Tuesday, April 23, 2013

Precision and Accuracy

Currently trained as an engineer, I have had the distinction between precision and accuracy driven into me. But I've noticed that in the shooting community that the usage of one is neglected or that they are used interchangeably.


Picture from http://www.carolina.com/teacher-resources/Interactive/accuracy-versus-precision-beanbag-toss/tr10646.tr
This is unfortunate, since the distinction is important, even in shooting.
Precision is a function of the rifle's build qualities and the ability of the shooter. Precision is the ability to fire bullets within a certain distance of each each other (normally a good benchmark is 1 MOA see below). This is normally referred to as "a grouping".

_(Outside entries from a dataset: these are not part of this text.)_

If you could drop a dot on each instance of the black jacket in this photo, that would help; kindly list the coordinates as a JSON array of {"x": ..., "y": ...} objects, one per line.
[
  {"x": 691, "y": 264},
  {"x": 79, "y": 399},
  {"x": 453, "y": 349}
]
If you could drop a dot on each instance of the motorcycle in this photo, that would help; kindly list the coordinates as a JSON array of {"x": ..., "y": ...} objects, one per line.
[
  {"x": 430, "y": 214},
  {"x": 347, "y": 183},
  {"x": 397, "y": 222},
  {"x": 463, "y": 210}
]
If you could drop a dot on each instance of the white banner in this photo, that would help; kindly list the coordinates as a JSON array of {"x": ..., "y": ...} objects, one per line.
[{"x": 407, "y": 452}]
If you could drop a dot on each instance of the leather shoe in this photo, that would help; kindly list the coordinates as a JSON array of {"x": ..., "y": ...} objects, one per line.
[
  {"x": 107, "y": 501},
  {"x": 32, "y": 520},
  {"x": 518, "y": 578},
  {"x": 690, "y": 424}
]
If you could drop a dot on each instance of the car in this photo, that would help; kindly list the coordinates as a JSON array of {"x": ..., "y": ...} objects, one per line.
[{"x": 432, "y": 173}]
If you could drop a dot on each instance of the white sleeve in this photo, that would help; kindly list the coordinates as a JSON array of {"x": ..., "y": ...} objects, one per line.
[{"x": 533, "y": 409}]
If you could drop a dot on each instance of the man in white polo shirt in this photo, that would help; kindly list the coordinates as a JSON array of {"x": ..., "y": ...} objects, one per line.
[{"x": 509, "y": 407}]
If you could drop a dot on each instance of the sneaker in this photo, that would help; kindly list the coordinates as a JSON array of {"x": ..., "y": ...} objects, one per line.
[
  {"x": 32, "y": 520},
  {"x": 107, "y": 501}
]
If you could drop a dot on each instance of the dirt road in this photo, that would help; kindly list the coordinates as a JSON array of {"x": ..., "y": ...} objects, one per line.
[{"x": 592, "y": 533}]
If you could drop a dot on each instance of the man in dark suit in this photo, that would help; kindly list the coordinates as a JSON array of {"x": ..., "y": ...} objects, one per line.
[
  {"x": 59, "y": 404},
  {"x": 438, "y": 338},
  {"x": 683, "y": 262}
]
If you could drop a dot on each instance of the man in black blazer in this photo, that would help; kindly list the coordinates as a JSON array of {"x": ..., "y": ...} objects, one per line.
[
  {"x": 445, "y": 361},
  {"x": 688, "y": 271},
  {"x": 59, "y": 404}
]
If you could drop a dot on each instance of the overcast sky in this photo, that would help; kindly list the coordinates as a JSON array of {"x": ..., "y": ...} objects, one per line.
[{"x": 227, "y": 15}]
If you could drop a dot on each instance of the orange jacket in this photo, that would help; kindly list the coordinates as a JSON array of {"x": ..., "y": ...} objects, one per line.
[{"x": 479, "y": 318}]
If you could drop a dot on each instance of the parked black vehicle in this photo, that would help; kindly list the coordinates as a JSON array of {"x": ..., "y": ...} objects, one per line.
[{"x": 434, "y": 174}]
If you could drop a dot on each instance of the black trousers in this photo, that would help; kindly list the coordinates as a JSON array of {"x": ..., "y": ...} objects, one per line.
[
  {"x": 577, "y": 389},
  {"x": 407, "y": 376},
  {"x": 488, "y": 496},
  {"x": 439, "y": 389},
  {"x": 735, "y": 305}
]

Accuracy is something quite different. An accurate rifle setup will deliver bullets with the center of the shots being the intended target. An inaccurate rifle setup is the result of the sights or optics not being aligned with the barrel. Accuracy has more to do with whether the bullet struck close to the target or not ("closer" being subjective), where precision involves whether the rifle is able to deliver a bullet to very close to the same location again and again.

Often an "accurate" rifle is actually precise. The user adjusts the optic/sights to make the setup accurate by definition, but the gun is capable of shooting bullets nearly on top of each other. Obviously the goal of any shooter is to be precise and accurate, even though most would just say accuracy is the goal.

Precision and accuracy together produce repeatability. Th ability to hit small targets consistently and reliably is the object of almost all shooters.

With this post, I wanted to bring up these definitions, no matter how trifling they are. I find it odd that the two distinctions aren't used more often in the shooting world, given the fascination with precision rifles.

***
Roughly speaking a 1 MOA rifle means it can reliably hit 1" at 100 yards, 2" at 200 yards, and 5" at 500 yards.
A 3 MOA rifle would hit 3" at 100, 9" at 300, and so on.
A sub-MOA rifle would hit smaller that an inch at 100 and smaller than 4" at 400 yards.

One MOA is considered by many to be a fine rifle and sub-MOA rifles are considered superb.